Dr M. Demarche et Dr V. Verdin
 

L’amélioration des techniques de dépistage anténatal (DAN) nous permet de diagnostiquer avec une précision croissante des malformations cervicales, thoraciques (médiastinales ou pulmonaires) et abdominales (pariétales ou viscérales) susceptibles de conduire à une intervention chirurgicale plus ou moins urgente après la naissance. Nous avons choisi d’illustrer l’apport du Centre Pluridisciplinaire de Diagnostic Prénatal (CPDPN) avec l’exemple d’un foetus porteur d’un laparoschisis (figure 1).

Cette pathologie rare (1/ 5000 naissances en Europe) est caractérisée par l’issue de viscères hors de l’abdomen foetal, sans sac, le plus souvent au bord latéral droit de l’ombilic. Il s’agit d’un défaut de la croissance embryonnaire et les malformations associées sont exceptionnelles. L’anse digestive herniée peut cependant être le siège d’une inflammation (périviscérite) plus ou moins importante ou présenter des complications parfois difficiles à suspecter avant la naissance. Celles-ci sont en relation probable avec un défaut de vascularisation mésentérique liée à l’étroitesse du collet et au contact des anses avec le liquide amniotique. Ainsi l’apparition au fil de la grossesse d’anses dilatées fait suspecter une obstruction dont le caractère « complet » correspond à une atrésie qui ne se rencontre que dans moins de 10 % des cas (figure 2). La mise en évidence d’un oligoamnios (quantité trop faible de liquide amniotique) ou d’un liquide amniotique trouble peut conduire à la réalisation prénatale d’amnio-infusions limitant le risque de lésions intestinales associées. Le laparoschisis étant régulièrement associé à un certain degré de prématurité, l’administration d’une corticothérapie à la maman de façon à « maturer » la fonction pulmonaire du foetus est régulièrement envisagée. Ce traitement par son caractère anti-inflammatoire puissant limiterait peut-être les lésions intestinales. Ces grossesses à risque font l’objet d’un suivi rapproché.

L’accouchement par voie basse reste optimal malgré le défaut de fermeture pariétale et la césarienne n’est envisagée qu’aux cas par cas chez ces jeunes mamans souvent primipares.
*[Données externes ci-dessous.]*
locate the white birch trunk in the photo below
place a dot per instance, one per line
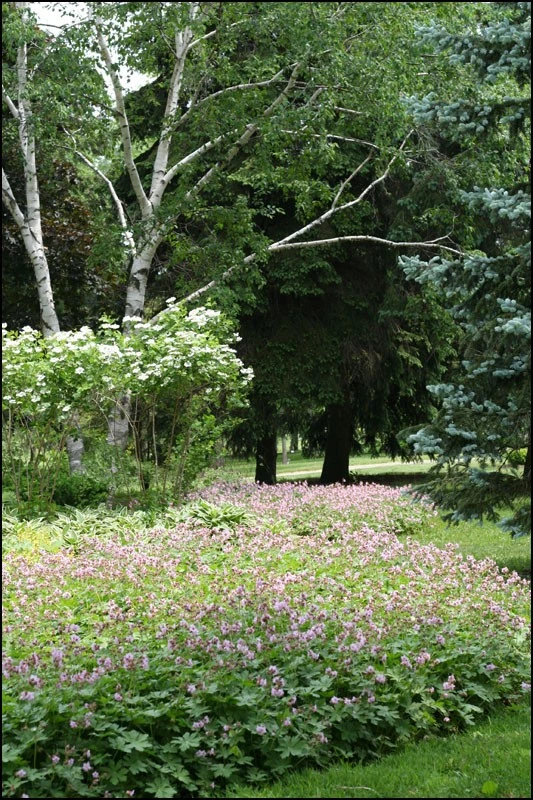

À la naissance, l’enfant est pris en charge immédiatement par les néonatologues présents en salle d’accouchement. Il est placé dans deux sachets stériles serrés à la taille de l’enfant respectivement au-dessus et sous l’orifice permettant ainsi d’isoler les viscères des urines et des selles et de limiter le refroidissement par évaporation. L’enfant est installé en position latérale droite ou des dispositifs sont utilisés de façon à limiter les tractions mésentériques excessives, source de douleurs. Une voie d’accès vasculaire est rapidement posée ainsi qu’une sonde gastrique en décharge (figure 3).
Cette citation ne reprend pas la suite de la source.